AfterDawn: Tech news

First in-screen fingerprint sensor announced in a smartphone

Written by Matti Robinson @ 11 Jan 2018 12:21

First in-screen fingerprint sensor announced in a smartphone

Fingerprint sensors are one of the best ways to authenticate in a smartphone, and in recent years they've become a staple that provides fast, secure and efficient way to unlock your device. However, in the past year or so, smartphone manufacturers have adopted a new type of technology that has made it harder to deploy a fingerprint reader in the phone.
Bezeless displays are have been the craze ever since people fell in love with the original Xiaomi Mi Mix. Now Apple, Google, Samsung, LG, Huawei, OnePlus, and others have their own nearly bezeless flagship phones. That means that you've had to move your fingerprint sensor from the front, where many like it the best, to the back, or, as is the iPhone X's case, remove it completely.

However, maybe you prefer fingerprint sensor over even a state-of-the-art face unlocking like Face ID, and you definitely want it in the front because you need to unlock the phone a billion times a day while it's laying on the desk, and you still want a huge display that takes up nearly all the room from the front face of the phone.



Well, Chinese manufacturers showed a prototype of an in-screen fingerprint sensor even before the iPhone was out, but it was slow and not really where it needed to be to hit the markets.
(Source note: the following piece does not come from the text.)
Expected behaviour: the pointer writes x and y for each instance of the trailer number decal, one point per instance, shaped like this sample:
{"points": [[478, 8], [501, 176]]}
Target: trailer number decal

Last month, though, Synaptics, the company behind many of your laptop's trackpads and other input devices, unveiled an in-screen fingerprint sensor called the Clear ID (pictured). It promised a top tier manufacturer to showcase it at CES 2018.

Now that CES 2018 has been under way for a few days, the device with the new type of fingerprint sensor has indeed been demoed at the show. This Vivo smartphone is the first one to have an in-screen fingerprint sensor. It is located underneath the display but according to reports you can get a glimpse of it from the right angle when the display is off.

It's not as fast as the traditional readers at this point in time, Synaptics promises a 0.7 second unlock time while speediest sensors like on the OnePlus 5T do it in less than a third of second, but it will surely only get faster in the upcoming iterations.

Now we just have to see how many of the major players in the smartphone space are willing to give a few tenths to get perhaps a more aesthetically pleasing device.